Regarding the question of formalizing an optimization agent with goals defined in terms of external universe rather than sensory input. It is possible to attack the problem by generalizing the framework I described in http://lesswrong.com/lw/gex/save_the_princess_a_tale_of_aixi_and_utility/8ekk for solving the duality problem. Specifically, consider an “initial guess” stochastic model of the universe including the machine on which our agent is running. I call it the “innate model” M. Now consider a stochastic process with the same degrees of freedom as M but governed by the Solomonoff semi-measure. This is the “unbiased model” S. The two can be combined by assigning transition probabilities proportional to the product of the probabilities assigned by M and S. If M is sufficiently “insecure” (in particular it doesn’t assign 0 to any transition probability) then the resulting model S’, considered as prior, allows arriving at any computable model after sufficient learning. Fix a utility function on the space of histories of our model (note that the histories include both intrinsic and extrinsic degrees of freedom). The intelligence I(A) of any given agent A (= program written in M in the initial state) can now be defined to be the expected utility of A in S’. We can now consider optimal or near-optimal agents in this sense (as opposed to the Legg-Hutter formalism for measuring intelligence, there is no guarantee there is a maximum rather than a supremum; unless of course we limit the length of the programs we consider). This is a generalization of the Legg-Hutter formalism which accounts for limited computational resources, solves the duality problem (such agents take into account possibly wireheading) and also provides a solution for the ontology problem. This is essentially a special case of the Orseau-Ring framework. It is however much more specific than Orseau-Ring where the prior is left completely unspecified. You can think of it as a recipe for constructing Orseau-Ring priors from realistic problems
I realized that although the idea of a deformed Solomonoff semi-measure is correct, the multiplication prescription I suggested is rather ad hoc. The following construction is a much more natural and justifiable way of combining M and S.

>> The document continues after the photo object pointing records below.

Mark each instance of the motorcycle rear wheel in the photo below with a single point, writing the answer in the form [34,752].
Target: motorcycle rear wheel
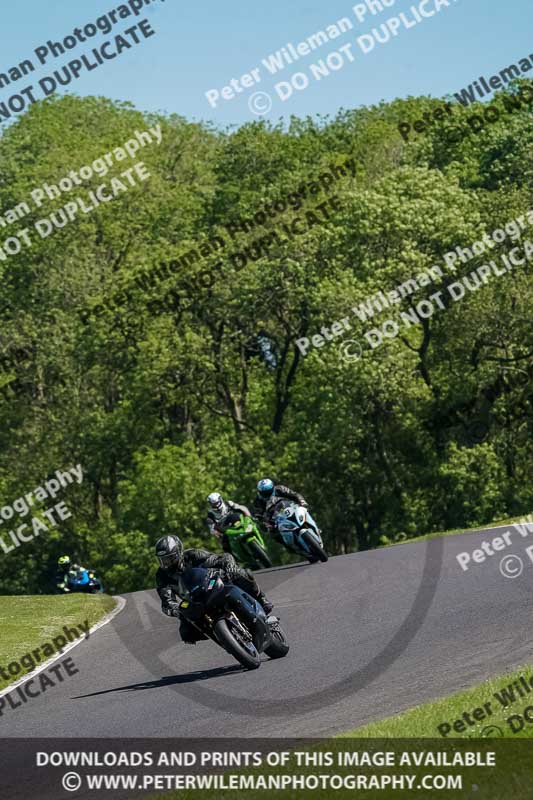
[315,548]
[259,554]
[247,656]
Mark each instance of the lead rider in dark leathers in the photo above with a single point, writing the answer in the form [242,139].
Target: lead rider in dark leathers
[174,560]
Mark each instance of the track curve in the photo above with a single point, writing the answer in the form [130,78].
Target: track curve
[371,634]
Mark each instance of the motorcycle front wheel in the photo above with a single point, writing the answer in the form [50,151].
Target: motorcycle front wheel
[235,644]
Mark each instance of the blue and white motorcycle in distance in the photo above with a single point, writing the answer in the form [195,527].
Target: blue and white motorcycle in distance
[297,529]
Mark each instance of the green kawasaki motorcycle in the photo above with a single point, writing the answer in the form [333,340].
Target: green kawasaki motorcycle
[245,540]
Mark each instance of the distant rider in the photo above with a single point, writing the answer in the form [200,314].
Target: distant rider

Fix t0 a time parameter. Consider a stochastic process S(-t0) that begins at time t = -t0, where t = 0 is the time our agent A “forms”, governed by the Solomonoff semi-measure. Consider another stochastic process M(-t0) that begins from the initial conditions generated by S(-t0) (I’m assuming M only carries information about dynamics and not about initial conditions). Define S’ to be the conditional probability distribution obtained from S by two conditions:
a. S and M coincide on the time interval [-t0, 0]
b. The universe contains A at time t=0
Thus t0 reflects the extent to which we are certain about M: it’s like telling the agent we have been observing behavior M for time period t0.

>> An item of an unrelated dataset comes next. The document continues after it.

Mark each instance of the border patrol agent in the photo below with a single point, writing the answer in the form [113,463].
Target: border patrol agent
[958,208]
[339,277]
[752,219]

There is an interesting side effect to this framework, namely that A can exert “acausal” influence on the utility by affecting the initial conditions of the universe (i.e. it selects universes in which A is likely to exist). This might seem like an artifact of the model but I think it might be a legitimate effect: if we believe in one-boxing in Newcomb’s paradox, why shouldn’t we accept such acausal effects?
For models with a concept of space and finite information velocity, like cellular automata, it might make sense to limit the domain of “observed M” in space as well as time, to A’s past “light-cone”
I cannot even slightly visualize what you mean by this. Please explain how it would be used to construct an AI that made glider-oids in a Life-like cellular automaton universe.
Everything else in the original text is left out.